Above: Mike Bartolo is senior scientist and Extension vegetable crops specialist at CSU’s research center in Rocky Ford. He developed the most popular pepper variety grown and marketed as Pueblo chile. But don’t ask him to pick between Pueblo and Hatch. “That’s comparing apples and oranges,” he says.
By Coleman Cornelius | Photo by Dave Nehigh for Colorado Country Life Magazine
You might think Mike Bartolo would have a quick answer to this burning question: Who grows better chile – New Mexico or Colorado?

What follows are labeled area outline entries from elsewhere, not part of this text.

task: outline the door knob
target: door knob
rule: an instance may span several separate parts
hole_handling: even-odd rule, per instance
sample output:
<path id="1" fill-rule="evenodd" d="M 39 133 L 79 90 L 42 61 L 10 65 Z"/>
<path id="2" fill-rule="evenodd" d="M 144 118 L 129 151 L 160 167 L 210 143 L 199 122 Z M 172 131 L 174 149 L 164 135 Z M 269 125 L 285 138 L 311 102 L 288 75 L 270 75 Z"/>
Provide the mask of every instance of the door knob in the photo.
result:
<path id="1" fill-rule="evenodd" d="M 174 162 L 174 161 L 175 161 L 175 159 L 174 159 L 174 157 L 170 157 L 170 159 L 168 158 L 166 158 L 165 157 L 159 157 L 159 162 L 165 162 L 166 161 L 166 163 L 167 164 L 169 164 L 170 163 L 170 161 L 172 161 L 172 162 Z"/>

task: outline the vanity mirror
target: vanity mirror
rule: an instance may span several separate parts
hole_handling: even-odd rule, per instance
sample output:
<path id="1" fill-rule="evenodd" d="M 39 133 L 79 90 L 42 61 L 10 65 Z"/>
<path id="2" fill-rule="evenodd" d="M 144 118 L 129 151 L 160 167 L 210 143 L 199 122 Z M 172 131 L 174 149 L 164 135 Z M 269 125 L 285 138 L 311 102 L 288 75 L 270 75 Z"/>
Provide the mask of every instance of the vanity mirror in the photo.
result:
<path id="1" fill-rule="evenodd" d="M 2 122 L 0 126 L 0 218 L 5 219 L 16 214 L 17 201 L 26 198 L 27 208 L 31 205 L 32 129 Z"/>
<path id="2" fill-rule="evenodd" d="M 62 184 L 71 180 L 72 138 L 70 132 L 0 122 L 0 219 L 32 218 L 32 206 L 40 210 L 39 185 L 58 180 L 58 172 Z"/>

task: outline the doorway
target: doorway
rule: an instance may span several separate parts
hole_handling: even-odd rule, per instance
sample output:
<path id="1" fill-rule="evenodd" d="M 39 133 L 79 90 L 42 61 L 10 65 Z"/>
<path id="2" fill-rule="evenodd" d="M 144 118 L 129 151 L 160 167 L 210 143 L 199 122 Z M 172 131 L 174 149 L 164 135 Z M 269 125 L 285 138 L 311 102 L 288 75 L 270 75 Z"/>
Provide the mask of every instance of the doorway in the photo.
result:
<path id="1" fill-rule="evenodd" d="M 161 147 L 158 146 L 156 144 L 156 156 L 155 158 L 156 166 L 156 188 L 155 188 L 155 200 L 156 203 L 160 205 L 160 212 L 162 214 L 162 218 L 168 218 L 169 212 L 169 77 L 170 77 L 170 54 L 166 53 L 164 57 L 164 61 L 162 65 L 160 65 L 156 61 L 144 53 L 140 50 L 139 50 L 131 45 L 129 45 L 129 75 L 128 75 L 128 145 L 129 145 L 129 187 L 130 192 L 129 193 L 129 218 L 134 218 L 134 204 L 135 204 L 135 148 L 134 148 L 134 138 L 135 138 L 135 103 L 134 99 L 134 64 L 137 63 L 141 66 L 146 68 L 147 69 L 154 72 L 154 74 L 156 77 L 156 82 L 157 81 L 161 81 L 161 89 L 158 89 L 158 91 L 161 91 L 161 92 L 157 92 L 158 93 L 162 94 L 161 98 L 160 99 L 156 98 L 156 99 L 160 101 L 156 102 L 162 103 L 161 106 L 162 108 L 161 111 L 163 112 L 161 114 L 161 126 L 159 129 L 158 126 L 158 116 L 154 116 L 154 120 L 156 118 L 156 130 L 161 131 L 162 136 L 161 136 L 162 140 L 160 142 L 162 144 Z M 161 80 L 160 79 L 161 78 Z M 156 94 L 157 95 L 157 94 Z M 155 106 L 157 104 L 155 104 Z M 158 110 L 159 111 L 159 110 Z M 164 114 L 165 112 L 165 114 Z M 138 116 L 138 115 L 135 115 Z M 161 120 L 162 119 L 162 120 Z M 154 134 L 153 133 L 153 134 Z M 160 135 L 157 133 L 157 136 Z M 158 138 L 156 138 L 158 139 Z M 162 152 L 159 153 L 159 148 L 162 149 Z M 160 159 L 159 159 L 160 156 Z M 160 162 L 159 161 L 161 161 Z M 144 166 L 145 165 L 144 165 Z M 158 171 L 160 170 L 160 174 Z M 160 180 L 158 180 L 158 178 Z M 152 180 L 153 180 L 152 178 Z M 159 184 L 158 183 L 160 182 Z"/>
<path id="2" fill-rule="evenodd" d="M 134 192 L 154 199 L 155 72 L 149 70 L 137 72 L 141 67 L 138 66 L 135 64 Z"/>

After all, Bartolo is the horticulturist who developed chile varieties especially for farmers in southeastern Colorado’s Arkansas Valley, where most of the state’s peppers are grown.
Those varieties, marketed as Pueblo chile, were hot news earlier this year. That’s when the governors of Colorado and New Mexico exchanged fiery rhetoric over the merits of green chile grown in their respective states, a debate chile aficionados and news media kindled throughout the harvest season. Stoking the flames, the Pueblo Chile Growers Association hosted tasting challenges, and the New Mexico Tourism Department roasted Colorado with a pricey ad campaign proclaiming New Mexico as “chile capital of the world.”
The tiff dates to 2015, when regional Whole Foods stores started selling Pueblo chile from Colorado instead of Hatch chile from New Mexico. (Of course, markets in New Mexico hold to their own.)
Sidestepping chatter about which state grows better chile, Bartolo recently noted that publicity is a boon for farmers in both states. “I look at it as a little bit amusing,” Bartolo said of the flareup. “It’s good-hearted and good-motivated and hopefully stimulates more consumption of chile overall – and more awareness of our connections to food and culture.”
Bartolo manages Colorado State University’s Arkansas Valley Research Center. For nearly 30 years, he has conducted research into irrigation efficiency, pest management, and soil health to identify sustainable cultivation practices that improve crop production in the region spanning the Arkansas River east of Pueblo. He and fellow scientists have tested these practices while growing crops important to the area – melons, onions, tomatoes, wheat, corn, and more.
But early in his scientific career, Bartolo inherited a bag of chile seed from his uncle, Harry Mosco, a first-generation Italian American and World War II veteran who farmed near Pueblo. Bartolo, raised on a neighboring family farm, remembered his uncle as “a quiet gentleman who worked for years to scratch out a modest living.”
When Bartolo got the seed – found in a garage after his uncle’s death – he decided to plant some at the CSU research center, curious about the chile it would produce. Soon after, Bartolo spotted a plant with peppers that were a bit bigger, with thicker walls than the others. He saved the seeds and planted them the following year, again looking for superior traits, again saving seeds. His chile breeding became a passion project that stretched over three decades, apart from his core research.
From his uncle’s bag of seed, Bartolo has made some 400 selections and over the years has developed three distinct chile varieties now grown on nearly 1,000 acres planted in peppers in the Arkansas Valley. These strains, commercially marketed as Pueblo chile, have helped propel a surge in regional chile farming.
Tops among his varieties is the Mosco chile – named for Bartolo’s uncle – a hot, meaty pepper that has become the most widely grown cultivar in the region. Bartolo’s chile breeding also has produced the Giadone cultivar, a pungent pepper named for Pete Giadone, a well-known Pueblo grower and chile advocate; and the Pueblo Popper, a round novelty chile that works well for stuffed pepper recipes.
These and other varieties are the stars of the show during the annual Pueblo Chile & Frijoles Festival, which attracts as many as 150,000 people to Pueblo’s historic district each September. The festival, awarded as an outstanding community initiative during the 2019 Colorado Governor’s Tourism Conference, began after conversations between Bartolo and Rod Slyhoff, president of the Greater Pueblo Chamber of Commerce.
“Mike is well-described as a ‘fire starter.’ His leadership in Pueblo and southern Colorado is tremendous,” Slyhoff said.
As the region’s chile industry blossoms, Bartolo continues to pursue his longtime side project. “The Mosco chile is not a perfect chile. There are about 10 traits I would love to change,” he said. “I’m still hoping I’ll have a couple new varieties to release before I retire.”